Questo tema, però, non è visto da un punto di vista positivo,
bensì negativamente (Ma ci fu dunque
), indicando già
nel primo verso che quello di cui deve parlare è già passato.
Nella seconda stanza, dopo aver rimarcato il concetto del passato, continua
paragonando (ponendoli allo stesso livello temporale) la bellezza della
natura a quella dell'animo umano. Il paragone è ancora più
stretto se si nota che i due primi versi delle strofe sono uguali e che
gli ultimi due versi seguono lo stesso schema e ritmo: parola bisillabe
- pausa - parola trisillabe - pausa - parola bisillabe tronca. Tutto questo
potenziato dalla rima tra loro. Nel primo distico è protagonista,
passando quindi alla bellezza della storia umana, il classicismo, citando
l'apice sia del classicismo occidentale, cioè Omero, sia di quello
orientale, Valmichi. Questo è un punto molto interessante del testo
al punto di vista stilistico. Infatti i due distici, dal punto di vista
metrico, possono essere benissimo considerati come un'unica quartina, data
la sequenza delle rime. Invece Carducci l'ha divisa, aumentando così
ancora di più la frattura tra quello che descrive prima e quello
che descrive dopo, cioè il passato ed il presente; ad accentuare
questo c'è anche il cambio di tempo verbale, prima il passato, dopo
il presente. Infatti Carducci, nel verso 11, prende subito le distanze dalle
strofe prima, innanzitutto con un'avversativa (ma), poi con tempi antichi.

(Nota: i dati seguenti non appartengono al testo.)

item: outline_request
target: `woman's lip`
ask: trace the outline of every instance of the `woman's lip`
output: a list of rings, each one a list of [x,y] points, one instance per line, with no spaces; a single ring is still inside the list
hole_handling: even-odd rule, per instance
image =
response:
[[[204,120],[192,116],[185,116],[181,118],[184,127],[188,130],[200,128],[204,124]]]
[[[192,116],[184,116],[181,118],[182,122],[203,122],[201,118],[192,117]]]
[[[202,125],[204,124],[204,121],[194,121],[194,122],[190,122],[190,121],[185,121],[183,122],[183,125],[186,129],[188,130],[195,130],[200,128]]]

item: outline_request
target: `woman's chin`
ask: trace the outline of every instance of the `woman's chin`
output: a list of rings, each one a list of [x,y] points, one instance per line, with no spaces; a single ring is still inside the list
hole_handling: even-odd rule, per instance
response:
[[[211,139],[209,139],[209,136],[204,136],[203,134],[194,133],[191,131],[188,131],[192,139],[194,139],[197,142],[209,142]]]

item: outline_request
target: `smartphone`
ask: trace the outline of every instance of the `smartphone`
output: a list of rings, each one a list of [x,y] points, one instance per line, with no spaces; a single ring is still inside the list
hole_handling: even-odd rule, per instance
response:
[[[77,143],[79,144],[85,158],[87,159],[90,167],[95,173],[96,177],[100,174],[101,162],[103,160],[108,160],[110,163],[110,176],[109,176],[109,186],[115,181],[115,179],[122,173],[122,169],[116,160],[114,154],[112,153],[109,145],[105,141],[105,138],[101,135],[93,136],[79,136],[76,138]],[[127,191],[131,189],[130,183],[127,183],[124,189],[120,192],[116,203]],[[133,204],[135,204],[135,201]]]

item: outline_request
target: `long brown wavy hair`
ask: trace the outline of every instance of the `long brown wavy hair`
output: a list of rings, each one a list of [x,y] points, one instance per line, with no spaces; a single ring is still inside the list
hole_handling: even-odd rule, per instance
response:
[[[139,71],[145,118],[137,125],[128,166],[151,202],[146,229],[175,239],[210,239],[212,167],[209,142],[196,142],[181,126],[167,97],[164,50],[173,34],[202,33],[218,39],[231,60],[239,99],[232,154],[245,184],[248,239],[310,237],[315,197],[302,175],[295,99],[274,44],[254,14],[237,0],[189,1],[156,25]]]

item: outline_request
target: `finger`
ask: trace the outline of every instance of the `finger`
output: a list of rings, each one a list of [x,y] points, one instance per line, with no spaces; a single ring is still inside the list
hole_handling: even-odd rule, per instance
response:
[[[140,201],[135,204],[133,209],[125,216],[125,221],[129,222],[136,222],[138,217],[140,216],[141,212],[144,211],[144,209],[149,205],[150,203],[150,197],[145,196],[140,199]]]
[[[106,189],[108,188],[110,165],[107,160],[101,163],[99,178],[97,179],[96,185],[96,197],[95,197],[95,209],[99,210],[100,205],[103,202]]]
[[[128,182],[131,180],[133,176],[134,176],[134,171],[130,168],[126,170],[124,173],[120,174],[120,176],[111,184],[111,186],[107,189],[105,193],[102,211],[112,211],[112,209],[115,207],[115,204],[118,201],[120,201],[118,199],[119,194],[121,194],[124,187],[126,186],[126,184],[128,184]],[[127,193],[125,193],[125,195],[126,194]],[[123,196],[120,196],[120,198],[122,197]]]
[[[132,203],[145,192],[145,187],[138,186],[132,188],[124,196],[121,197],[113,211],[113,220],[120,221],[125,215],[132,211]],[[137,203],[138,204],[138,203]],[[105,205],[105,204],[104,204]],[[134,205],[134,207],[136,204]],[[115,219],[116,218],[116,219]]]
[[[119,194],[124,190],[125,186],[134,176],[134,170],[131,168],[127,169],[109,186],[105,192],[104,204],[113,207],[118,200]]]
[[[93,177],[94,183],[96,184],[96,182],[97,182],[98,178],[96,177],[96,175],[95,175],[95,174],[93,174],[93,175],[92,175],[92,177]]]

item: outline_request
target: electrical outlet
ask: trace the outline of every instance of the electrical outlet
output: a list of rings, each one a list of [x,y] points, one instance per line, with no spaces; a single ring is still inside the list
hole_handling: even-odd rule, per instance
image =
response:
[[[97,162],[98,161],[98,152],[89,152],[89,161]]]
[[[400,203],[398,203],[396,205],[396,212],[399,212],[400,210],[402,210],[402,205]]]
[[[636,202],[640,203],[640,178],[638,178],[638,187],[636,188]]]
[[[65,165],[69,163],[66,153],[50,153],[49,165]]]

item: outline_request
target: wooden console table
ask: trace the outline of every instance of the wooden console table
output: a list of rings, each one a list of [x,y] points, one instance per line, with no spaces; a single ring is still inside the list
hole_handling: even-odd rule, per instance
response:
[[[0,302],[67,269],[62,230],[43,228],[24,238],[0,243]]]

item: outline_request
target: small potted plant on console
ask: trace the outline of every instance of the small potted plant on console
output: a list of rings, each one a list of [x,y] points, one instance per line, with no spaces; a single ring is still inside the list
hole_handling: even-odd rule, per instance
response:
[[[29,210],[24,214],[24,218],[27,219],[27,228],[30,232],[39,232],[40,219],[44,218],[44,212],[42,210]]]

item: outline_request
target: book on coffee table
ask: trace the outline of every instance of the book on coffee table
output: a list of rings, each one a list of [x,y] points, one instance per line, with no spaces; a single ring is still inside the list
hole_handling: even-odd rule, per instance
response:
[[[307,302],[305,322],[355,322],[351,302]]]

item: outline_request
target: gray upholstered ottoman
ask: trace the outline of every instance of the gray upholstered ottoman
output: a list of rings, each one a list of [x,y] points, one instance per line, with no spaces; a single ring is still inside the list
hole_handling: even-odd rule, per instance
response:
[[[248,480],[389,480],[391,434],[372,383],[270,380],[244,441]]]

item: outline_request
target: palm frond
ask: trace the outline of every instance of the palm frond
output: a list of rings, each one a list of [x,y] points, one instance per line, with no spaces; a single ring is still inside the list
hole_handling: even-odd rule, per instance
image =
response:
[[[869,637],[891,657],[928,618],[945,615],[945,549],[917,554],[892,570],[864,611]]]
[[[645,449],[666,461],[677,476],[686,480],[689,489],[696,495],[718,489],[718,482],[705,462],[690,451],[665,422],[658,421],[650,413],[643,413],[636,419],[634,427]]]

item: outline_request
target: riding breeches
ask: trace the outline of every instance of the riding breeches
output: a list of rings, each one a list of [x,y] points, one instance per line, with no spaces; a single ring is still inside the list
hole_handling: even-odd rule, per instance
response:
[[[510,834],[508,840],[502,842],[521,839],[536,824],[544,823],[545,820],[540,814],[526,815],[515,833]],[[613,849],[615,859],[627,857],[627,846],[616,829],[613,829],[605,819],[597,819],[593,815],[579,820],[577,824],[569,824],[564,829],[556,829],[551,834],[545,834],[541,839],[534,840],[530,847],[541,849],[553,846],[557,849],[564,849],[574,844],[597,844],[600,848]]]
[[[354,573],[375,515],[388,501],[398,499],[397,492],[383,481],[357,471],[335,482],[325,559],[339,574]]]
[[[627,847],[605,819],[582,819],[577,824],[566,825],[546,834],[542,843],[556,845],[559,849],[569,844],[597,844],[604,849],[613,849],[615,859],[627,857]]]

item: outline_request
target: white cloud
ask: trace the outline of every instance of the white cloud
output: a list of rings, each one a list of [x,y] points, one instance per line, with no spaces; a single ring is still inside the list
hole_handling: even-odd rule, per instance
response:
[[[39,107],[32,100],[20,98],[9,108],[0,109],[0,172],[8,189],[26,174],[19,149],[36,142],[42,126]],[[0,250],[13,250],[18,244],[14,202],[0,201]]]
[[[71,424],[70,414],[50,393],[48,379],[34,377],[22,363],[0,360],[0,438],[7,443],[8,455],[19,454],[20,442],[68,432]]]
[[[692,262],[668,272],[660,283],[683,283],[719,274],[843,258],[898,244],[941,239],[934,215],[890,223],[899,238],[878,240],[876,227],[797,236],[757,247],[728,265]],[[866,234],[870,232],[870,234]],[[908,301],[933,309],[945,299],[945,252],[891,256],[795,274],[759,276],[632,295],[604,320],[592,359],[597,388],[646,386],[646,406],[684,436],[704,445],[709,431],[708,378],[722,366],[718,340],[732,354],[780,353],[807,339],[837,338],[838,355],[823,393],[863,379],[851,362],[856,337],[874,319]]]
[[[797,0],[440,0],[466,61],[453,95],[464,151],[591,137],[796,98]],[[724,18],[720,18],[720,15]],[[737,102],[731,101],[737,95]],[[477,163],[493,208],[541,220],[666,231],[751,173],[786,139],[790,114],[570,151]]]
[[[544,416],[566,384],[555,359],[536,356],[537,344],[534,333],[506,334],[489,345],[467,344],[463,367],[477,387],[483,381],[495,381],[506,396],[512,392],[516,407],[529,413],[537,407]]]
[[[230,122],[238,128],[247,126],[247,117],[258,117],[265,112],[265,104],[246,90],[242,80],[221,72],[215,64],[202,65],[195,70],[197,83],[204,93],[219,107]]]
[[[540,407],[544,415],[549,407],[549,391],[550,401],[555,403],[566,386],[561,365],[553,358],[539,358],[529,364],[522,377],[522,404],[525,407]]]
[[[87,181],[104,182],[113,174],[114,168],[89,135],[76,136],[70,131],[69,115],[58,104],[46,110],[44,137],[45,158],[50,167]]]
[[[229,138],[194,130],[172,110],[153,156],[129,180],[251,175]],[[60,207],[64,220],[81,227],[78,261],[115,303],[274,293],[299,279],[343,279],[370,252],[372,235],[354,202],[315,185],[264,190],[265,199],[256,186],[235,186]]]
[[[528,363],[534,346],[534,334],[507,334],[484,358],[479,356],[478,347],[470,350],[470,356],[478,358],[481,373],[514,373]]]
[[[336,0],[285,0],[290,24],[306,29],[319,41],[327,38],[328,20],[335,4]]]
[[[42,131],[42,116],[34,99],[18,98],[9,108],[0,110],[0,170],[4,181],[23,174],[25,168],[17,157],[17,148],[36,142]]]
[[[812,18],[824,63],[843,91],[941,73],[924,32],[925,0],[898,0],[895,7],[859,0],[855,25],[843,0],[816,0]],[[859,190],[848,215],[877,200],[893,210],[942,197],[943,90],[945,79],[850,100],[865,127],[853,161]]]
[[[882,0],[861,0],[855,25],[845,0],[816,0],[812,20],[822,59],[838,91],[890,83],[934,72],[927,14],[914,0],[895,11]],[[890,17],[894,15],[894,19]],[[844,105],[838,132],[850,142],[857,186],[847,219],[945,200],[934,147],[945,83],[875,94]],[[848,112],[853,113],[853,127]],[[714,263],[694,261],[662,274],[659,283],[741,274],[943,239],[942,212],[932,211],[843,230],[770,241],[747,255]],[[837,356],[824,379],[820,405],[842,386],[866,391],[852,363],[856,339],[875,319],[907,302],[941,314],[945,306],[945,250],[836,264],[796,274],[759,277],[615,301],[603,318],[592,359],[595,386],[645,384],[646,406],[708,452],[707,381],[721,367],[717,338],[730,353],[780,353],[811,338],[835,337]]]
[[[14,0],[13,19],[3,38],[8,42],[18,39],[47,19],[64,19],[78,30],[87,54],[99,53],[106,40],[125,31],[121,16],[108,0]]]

Quindi, nell'ultima stanza, riprendendo il paragone fatto all'inizio, descrive
la situazione invernale attuale dell'umanità, senza però seguire
pedissequamente la metafora, dato che non tiene conto della ciclicità
delle stagioni. Ogni speranza è infranta dalla parola cenere, nel
verso 15, che richiama direttamente il tema della morte, in questo caso
della morte dei bei tempi felici del passato. La disillusione del presente
è presente in tutta l'ultima stanza, culminando alla fine. L'ultimo
verso, infatti, il più carico di pessimismo di tutta l'opera, arriva
a mettere in dubbio persino il passato, riprendendo il rispettivo tempo
verbale ed affiancandolo ad un forse.
Questo pessimismo carducciano deriva anche dalla situazione storica di quando
è stata composta la poesia. Probabilmente Carducci ha scritto Tedio
invernale nel periodo immediatamente successivo al 1980, cioè nel
suo periodo più polemico. Dal punto di vista politico, infatti, era
completamente contrario all'azione della Destra storica, che secondo lui
peccava di ristrettezza e di corto respiro. Parallelamente criticava la
letteratura di poco precedente, cioè quella romantica, dato che esprimeva
crisi, disagio, incertezza, in contrapposizione alla sua ideale prospettiva
di forza e grandezza. Per opporsi quindi alla politica e alla letteratura
dell'epoca si è fatto vate di un modo di pensare che riprendeva il
neoclassicismo di qualche decennio prima, chiamato classicismo carducciano,
che riprende i valori della tradizione e dell'antichità, collegato
al mito del poeta-vate.
Quello del classicismo è sicuramente il tema più affrontato
nelle Rime Nuove: l'affermarsi della tradizione italiana pre-romantica,
la polemica contro i cattolici, collegata al suo ateismo, l'importanza della
letteratura e della cultura per l'evoluzione morale e civile, il primato
della letteratura italiana, il tutto visto con volontà battagliera
e polemica. Ma nelle Rime Nuove compaiono anche nuovi temi, con un graduale
affermarsi della poesia lirica. In più hanno posizione di rilievo
anche l'affettività ed il tema della morte, che da questa raccolta
diverrà sempre più frequente.
Il classicismo è presente anche in questa poesia, più precisamente
nei versi 9-12. Infatti il percorso logico teso ad esaltare la bellezza
del passato inizia con la natura, continua con l'animo umano e culmina proprio
coi tempi antichi, sottolineando la grandezza di Omero e di Valichi, presi
come il simbolo di quell'epoca. Oltre a quest'aspetto più rilevante,
si può notare che tutte le prime strofe sono intrise di classicismo,
prima con il far risaltare la natura, poi con i valori umani che richiamano
i boni mores antiqui.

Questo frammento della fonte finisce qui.